The high prevalence of office stress and its detrimental health consequences are of concern to individuals, employers and society at large. Laboratory studies investigating office stress have mostly relied on data from participants that were tested individually on abstract tasks. In this study, we examined the effect of psychosocial office stress and work interruptions on the psychobiological stress response in a realistic but controlled group office environment. We also explored the role of cognitive stress appraisal as an underlying mechanism mediating the relationship between work stressors and the stress response.

Methods and Materials
Ninety participants (44 female; mean age 23.11 ± 3.80) were randomly assigned to either a control condition or one of two experimental conditions in which they were exposed to psychosocial stress with or without prior work interruptions in a realistic multi-participant laboratory setting. To induce psychosocial stress, we adapted the Trier Social Stress Test for Groups to an office environment. Throughout the experiment, we continuously monitored heart rate and heart rate variability. Participants repeatedly reported on their current mood, calmness, wakefulness and perceived stress and gave saliva samples to assess changes in salivary cortisol and salivary alpha-amylase. Additionally, cognitive appraisal of the psychosocial stress test was evaluated.

Results
Our analyses revealed significant group differences for most outcomes during or immediately after the stress test (i.e., mood, calmness, perceived stress, salivary cortisol, heart rate, heart rate variability) and during recovery (i.e., salivary cortisol and heart rate). Interestingly, the condition that experienced work interruptions showed a higher increase of cortisol levels but appraised the stress test as less threatening than individuals that experienced only psychosocial stress.
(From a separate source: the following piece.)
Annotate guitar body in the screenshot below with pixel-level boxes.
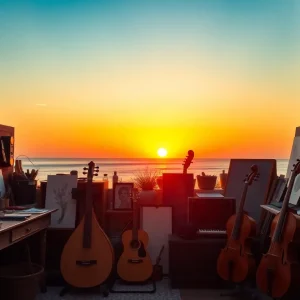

Exploratory mediation analyses revealed a blunted response in subjective measures of stress, which was partially explained by the differences in threat appraisal.

Discussion
The results showed that experimentally induced work stress led to significant responses of subjective measures of stress, the hypothalamic-pituitary-adrenal axis and the autonomic nervous system. However, there appears to be a discrepancy between the psychological and biological responses to preceding work interruptions. Appraising psychosocial stress as less threatening but still as challenging could be an adaptive way of coping and reflect a state of engagement and eustress.